At their press conference in Westminster yesterday, Mr Clarke and Mr Dorrell appeared on a platform together under the hurriedly arranged logo, "Uniting to win". But the right wing rejected their "unity" ticket, and warned that Mr Clarke would split the party over Europe.
"It is impossible for Clarke to win except in the nightmare scenario that in the third ballot, it is Hague versus Clarke. The strength of feeling against Hague is so great that some might be persuaded even Clarke is better than Hague. The idea of Hague running the shadow cabinet is risible," a member of one of the opposing camps said.
Iain Duncan-Smith, a supporter of John Redwood, said that after trimming to the right on Europe, Mr Dorrell was "coming home" to the pro-European wing of the Tory party.
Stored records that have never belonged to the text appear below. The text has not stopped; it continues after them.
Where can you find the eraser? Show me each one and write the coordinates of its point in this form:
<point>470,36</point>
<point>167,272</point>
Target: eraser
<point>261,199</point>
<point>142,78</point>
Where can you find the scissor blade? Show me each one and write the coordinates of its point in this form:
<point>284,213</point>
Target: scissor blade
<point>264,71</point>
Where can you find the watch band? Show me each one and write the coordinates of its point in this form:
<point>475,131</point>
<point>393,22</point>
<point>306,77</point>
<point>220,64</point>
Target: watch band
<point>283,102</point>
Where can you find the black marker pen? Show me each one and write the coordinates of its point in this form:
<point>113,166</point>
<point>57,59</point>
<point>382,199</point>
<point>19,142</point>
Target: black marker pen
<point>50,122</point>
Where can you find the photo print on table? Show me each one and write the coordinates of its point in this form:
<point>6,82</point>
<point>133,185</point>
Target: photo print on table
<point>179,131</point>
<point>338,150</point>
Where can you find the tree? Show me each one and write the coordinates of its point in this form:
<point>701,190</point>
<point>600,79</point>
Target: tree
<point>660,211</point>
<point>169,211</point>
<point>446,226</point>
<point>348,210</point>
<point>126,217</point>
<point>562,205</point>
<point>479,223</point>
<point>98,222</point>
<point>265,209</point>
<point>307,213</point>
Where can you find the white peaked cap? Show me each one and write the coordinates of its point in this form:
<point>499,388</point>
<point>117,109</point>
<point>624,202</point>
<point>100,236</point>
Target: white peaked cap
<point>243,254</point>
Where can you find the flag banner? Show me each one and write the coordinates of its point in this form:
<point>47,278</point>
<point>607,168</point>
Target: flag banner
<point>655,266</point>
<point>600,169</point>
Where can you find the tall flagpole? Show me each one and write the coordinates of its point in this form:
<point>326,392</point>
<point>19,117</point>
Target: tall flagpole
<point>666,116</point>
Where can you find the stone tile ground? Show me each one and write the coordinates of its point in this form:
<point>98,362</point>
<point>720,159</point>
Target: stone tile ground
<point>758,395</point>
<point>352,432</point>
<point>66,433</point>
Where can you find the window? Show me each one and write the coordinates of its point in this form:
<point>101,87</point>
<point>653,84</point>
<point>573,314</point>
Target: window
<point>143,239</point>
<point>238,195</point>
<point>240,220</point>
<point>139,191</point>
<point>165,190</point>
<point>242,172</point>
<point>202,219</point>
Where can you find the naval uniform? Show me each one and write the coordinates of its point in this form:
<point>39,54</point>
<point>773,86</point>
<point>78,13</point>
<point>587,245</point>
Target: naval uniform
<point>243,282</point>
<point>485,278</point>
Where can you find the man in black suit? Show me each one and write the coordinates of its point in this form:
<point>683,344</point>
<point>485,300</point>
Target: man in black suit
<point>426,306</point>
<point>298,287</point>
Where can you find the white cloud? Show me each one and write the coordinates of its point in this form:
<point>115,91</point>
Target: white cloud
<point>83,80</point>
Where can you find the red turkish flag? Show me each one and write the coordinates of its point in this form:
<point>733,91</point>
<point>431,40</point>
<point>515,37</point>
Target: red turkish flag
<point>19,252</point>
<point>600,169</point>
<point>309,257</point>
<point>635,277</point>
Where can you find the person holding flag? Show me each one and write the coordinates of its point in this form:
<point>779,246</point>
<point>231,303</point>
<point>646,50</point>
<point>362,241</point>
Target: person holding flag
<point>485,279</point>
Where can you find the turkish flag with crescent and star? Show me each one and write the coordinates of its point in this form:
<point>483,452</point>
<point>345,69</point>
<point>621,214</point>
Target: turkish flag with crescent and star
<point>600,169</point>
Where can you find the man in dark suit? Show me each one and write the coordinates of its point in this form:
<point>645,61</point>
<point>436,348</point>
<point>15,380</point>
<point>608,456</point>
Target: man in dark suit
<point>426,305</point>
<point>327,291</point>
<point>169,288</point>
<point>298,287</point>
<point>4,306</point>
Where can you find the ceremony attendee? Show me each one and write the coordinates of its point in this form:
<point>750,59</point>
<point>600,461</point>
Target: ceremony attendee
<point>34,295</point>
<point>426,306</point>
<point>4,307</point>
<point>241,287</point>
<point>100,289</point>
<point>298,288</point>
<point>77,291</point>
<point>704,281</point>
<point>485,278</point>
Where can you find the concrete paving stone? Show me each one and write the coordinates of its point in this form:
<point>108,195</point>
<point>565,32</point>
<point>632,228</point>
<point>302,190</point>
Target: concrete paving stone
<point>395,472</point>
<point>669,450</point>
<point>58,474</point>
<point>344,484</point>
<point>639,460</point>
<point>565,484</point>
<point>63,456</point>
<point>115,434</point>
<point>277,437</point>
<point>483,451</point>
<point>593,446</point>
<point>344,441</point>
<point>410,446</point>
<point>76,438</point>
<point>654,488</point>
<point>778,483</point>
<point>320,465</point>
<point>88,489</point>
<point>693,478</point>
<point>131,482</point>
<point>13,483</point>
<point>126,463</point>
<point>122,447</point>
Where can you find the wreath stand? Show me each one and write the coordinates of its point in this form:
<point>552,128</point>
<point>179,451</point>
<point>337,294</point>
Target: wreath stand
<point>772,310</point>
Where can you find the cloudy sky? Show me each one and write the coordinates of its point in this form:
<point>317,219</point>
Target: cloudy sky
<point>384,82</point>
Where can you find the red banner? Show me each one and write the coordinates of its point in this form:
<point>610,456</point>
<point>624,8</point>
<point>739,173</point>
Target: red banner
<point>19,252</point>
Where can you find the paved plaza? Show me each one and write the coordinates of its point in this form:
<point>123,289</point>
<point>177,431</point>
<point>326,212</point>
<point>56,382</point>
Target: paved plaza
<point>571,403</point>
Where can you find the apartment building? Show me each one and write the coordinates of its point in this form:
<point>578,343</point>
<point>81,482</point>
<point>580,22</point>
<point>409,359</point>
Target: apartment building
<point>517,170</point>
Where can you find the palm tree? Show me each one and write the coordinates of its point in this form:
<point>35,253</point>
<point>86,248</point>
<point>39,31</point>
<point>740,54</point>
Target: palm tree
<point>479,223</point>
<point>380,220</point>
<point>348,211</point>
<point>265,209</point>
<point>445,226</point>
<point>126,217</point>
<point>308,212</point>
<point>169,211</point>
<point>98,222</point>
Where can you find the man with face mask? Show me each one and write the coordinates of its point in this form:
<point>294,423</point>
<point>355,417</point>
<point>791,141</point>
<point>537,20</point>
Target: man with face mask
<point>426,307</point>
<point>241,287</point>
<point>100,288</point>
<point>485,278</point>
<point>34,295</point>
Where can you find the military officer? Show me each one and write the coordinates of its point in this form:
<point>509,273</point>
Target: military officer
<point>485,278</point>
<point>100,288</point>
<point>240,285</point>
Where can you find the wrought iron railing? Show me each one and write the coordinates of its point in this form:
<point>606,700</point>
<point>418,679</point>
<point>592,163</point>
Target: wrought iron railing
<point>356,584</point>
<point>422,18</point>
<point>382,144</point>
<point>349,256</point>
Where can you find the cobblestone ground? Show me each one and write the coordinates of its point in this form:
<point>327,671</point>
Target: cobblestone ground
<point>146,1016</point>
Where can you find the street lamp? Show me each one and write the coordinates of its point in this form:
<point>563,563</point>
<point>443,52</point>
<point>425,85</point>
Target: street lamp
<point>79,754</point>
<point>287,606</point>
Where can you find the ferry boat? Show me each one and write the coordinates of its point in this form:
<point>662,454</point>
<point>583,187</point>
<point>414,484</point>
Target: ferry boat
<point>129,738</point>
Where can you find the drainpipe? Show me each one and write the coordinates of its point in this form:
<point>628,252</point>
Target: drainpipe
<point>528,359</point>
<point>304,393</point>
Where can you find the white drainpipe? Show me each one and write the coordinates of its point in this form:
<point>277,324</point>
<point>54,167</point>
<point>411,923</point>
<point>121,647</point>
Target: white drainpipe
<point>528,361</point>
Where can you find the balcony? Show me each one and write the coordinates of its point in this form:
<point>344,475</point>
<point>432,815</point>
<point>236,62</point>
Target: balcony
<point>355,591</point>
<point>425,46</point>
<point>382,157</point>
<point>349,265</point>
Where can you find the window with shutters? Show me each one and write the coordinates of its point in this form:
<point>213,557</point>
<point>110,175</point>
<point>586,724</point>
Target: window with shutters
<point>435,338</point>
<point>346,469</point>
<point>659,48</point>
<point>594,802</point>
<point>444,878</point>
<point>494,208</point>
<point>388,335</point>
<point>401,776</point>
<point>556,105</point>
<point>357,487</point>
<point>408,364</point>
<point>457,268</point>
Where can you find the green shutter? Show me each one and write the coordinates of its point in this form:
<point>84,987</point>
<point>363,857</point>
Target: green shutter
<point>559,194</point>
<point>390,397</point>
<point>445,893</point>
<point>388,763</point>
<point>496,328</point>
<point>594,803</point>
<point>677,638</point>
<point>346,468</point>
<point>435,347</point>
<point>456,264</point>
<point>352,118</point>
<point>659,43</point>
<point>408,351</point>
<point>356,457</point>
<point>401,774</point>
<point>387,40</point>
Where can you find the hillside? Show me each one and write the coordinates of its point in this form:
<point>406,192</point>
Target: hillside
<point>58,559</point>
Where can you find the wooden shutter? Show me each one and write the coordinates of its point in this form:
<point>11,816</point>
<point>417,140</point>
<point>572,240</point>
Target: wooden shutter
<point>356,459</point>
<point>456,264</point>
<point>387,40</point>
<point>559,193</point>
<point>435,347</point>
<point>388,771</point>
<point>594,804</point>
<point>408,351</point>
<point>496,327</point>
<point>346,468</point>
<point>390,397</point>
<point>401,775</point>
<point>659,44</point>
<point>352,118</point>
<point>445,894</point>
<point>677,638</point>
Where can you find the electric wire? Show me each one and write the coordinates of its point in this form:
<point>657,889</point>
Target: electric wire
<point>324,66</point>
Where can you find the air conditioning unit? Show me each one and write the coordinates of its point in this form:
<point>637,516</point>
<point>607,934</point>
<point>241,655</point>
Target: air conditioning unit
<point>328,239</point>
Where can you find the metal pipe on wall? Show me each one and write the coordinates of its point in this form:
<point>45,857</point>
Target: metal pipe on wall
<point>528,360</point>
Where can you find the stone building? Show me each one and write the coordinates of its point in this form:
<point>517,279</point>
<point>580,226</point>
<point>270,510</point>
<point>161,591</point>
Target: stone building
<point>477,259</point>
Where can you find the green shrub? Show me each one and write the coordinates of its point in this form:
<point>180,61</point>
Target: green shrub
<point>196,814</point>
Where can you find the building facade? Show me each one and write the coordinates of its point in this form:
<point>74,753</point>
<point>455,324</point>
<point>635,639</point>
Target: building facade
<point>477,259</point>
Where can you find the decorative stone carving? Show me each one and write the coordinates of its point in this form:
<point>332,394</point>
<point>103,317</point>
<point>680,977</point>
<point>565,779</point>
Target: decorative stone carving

Mr Dorrell will be unable to bring a "dowry" with him. His supporters, including David Faber, Peter Luff, Simon Burns, and Shaun Woodward, are expected to be split among the other camps.
All the leadership candidates paraded before the National Union of party workers at Conservative Central Office. The National Union will meet again on 9 June and decide on its own choice of leader, on the eve of the first ballot, which is restricted to MPs.
Mr Dorrell dropped out because it became clear he would trail a poor sixth in the first ballot. He said that Mr Clarke was the "biggest hitter" who could win. Mr Clarke's shift of policy on the single currency this week, calling for the January 1999 deadline to be delayed, made the move easier for Mr Dorrell.
But Mr Clarke last night rejected an appeal to the Euro-sceptic right. Delivering the Butler lecture, Mr Clarke said the Tories would never win an election by consolidating the core support and pursuing the 900,000 who backed the Referendum and UK Independence Parties. "We need to aim at the sections of the electorate who ought to be Conservative but are most difficult to attract at the moment - particularly young, uncommitted voters under the age of 45," he said.
The Tory leadership also said it was scrapping the existing candidates' list of more than 600 names. The new leader will order a fresh list to be drawn up.